Training talent to hit a moving target
Unlike conventional sectors — such as manufacturing, health care, or agriculture — that base their value on quantifiable production, the value of photonics is better measured by a more qualitative metric. Its value compares less to the square footage of a house and more to the scenery and light provided by the house’s windows.
Put another way, the best measure of photonics’ value is in the applications and end markets it enables and enhances.
Life-changing advancements in photonics have as much impact on people as life-changing advancements in physics, which is to say not much — or at least not at first. When photonics does produce something revolutionary, people tend not to notice until it’s rewriting the rules for some industry or market downstream.
Wavelength division multiplexing? Metamaterial-enabled miniature spectrometers? Laser-cooled atoms? Snore…
Streaming movies on demand? Medical wearables? Quantum computing? Sign me up!
The photonics industry is basically the breakthrough machine for other sectors.
The good news is that, as a source of pervasive and often revolutionary value-added solutions, photonics is more recession-proof than most industries.

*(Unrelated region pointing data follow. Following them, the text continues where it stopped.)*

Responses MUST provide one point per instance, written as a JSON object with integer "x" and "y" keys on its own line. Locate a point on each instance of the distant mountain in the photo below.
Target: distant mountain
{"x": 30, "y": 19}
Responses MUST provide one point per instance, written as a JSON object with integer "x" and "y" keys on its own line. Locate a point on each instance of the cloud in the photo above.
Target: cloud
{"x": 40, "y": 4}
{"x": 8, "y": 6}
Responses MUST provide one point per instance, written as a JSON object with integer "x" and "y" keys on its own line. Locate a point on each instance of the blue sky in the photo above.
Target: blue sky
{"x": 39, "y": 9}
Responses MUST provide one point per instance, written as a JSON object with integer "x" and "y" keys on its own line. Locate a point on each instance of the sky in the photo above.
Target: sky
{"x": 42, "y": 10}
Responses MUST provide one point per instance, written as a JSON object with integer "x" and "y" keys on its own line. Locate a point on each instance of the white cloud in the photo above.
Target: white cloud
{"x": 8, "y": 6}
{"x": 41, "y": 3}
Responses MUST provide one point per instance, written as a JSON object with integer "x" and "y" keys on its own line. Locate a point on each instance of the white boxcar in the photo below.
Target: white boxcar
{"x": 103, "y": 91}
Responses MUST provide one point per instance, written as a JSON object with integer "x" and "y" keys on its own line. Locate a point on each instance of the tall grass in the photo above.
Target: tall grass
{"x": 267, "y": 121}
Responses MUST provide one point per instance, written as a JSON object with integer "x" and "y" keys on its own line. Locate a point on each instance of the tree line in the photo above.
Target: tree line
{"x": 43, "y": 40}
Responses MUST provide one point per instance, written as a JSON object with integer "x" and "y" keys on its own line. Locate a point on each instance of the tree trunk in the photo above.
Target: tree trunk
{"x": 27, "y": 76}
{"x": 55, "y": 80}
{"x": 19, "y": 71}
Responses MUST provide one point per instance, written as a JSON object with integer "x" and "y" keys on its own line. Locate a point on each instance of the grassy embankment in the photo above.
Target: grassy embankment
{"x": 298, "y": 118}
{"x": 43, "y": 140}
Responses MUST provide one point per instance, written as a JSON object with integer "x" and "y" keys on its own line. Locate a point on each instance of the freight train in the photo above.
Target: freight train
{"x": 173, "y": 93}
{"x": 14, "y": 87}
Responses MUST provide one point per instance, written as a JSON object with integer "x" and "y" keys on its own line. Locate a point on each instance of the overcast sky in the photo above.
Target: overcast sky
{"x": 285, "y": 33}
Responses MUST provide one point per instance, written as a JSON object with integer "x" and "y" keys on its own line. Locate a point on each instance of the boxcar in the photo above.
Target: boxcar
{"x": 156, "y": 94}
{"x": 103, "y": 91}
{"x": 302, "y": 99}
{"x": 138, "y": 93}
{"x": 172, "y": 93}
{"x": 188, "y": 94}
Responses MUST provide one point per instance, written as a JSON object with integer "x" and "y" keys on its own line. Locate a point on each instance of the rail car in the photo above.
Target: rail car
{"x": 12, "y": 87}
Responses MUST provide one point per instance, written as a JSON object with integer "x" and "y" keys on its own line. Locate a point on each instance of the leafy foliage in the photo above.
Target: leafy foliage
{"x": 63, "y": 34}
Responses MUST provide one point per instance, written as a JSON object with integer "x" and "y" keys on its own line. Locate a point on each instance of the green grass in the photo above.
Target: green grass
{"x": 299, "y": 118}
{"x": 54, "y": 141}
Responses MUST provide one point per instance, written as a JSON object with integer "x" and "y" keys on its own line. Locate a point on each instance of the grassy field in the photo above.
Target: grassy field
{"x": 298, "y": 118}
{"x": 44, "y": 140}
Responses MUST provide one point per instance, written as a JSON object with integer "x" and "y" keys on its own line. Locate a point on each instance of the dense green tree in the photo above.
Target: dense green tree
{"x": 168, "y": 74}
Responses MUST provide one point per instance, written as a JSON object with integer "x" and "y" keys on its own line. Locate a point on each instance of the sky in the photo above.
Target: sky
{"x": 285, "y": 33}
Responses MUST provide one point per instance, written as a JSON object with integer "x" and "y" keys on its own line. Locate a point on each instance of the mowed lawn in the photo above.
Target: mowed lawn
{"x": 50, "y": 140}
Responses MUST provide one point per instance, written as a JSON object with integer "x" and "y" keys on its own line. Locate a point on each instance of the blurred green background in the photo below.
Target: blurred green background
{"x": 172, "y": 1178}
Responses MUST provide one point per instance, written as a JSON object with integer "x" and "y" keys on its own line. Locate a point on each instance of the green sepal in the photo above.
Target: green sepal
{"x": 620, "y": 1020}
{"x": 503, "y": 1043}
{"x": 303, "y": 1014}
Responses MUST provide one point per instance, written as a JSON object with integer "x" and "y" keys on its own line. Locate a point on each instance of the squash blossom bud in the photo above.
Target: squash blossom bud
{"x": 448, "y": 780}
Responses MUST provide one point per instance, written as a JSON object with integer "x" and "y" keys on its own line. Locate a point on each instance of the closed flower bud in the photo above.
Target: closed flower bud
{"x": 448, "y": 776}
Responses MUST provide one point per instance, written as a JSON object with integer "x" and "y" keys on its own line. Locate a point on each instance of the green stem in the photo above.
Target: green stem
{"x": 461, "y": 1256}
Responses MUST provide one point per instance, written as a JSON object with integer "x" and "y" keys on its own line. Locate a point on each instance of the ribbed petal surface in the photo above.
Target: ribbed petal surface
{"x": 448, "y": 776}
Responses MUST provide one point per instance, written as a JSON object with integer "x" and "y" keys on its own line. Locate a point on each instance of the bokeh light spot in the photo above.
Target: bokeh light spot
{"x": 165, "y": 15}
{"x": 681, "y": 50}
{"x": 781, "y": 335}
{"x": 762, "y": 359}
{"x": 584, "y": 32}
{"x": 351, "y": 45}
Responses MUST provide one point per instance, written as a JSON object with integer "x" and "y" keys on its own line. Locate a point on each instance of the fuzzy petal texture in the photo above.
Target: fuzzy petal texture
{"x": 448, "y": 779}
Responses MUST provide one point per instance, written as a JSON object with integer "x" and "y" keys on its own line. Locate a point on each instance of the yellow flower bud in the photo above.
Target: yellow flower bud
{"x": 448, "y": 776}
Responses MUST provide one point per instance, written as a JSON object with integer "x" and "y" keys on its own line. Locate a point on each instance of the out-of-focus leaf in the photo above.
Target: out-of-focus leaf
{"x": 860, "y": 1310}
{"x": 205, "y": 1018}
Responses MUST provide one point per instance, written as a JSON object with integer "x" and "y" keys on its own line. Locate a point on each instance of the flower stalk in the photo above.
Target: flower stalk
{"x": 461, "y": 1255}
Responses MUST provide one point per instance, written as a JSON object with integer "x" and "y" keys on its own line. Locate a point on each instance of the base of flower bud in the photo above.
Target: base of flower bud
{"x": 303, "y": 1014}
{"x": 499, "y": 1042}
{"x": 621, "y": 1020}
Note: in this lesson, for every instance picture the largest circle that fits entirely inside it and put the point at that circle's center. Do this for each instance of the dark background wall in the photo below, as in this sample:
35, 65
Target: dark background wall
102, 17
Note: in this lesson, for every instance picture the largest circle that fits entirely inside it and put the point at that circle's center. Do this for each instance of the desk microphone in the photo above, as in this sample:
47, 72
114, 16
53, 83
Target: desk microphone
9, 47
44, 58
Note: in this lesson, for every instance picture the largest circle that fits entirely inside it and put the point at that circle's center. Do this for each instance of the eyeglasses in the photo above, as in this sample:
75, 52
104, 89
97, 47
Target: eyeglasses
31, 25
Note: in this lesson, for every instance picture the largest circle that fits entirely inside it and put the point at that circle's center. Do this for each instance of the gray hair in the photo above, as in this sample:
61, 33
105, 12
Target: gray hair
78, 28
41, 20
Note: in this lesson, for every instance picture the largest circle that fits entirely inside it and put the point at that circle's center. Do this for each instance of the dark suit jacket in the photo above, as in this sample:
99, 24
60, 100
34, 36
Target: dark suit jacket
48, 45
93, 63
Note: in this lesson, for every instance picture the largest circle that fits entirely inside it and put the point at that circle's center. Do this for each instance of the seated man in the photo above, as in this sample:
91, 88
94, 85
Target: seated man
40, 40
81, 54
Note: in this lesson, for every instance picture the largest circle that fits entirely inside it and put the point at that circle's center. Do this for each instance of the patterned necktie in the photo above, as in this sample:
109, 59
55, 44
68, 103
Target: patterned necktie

Indeed, this sector is often capitalizing on new, cutting-edge application markets even as the larger economy is flagging. In addition to the breakthrough applications mentioned above, today’s list also includes PICs, automotive lidar, e-mobility, AR/VR, and satellite communications.
The drawback to all this is that, compared to other industries, opportunity is often a moving target for photonics. Although specialization in some element of photonics is important to succeed, many professionals need to leave their comfort zone and update their knowledge and skill sets to navigate target end markets.
This pattern was evident at the PIC International conference in Brussels in June, where boutique PIC designers found that their concepts didn’t always translate well to fab processes geared for high-volume production of semiconductor chips. Last month on this page I mentioned a similar culture clash between physicists and industrial engineers as they sought a common foundation on which to build the Quantum 2.0 revolution.
Nowhere is demand for multidisciplinary photonics professionals more acute today than in the quantum workforce, which must blend photonic principles with some combination of materials science, industrial engineering, and, in some cases, computer engineering and programming skills. Codifying the quantum skill set is a particular challenge for academic institutions, which must reverse-engineer their curriculum to prepare a new generation of students for this new industry.
For our annual education issue, associate editor Joel Williams
surveyed trade groups, government officials, academics, and industry leaders on the quantum frontier to sketch a profile of future quantum workers and explore how photonics will fit into their job description. His feature begins
here.
Before the industry can cultivate a multidisciplinary photonics
workforce, it must first attract students to the discipline of photonics.
Here, contributing editor James Schlett looks at the even deeper issue of making STEM studies an appealing academic and career path for more secondary and undergrad students.
Hopefully, one of our industry’s next breakthroughs will find a way to attract more talent.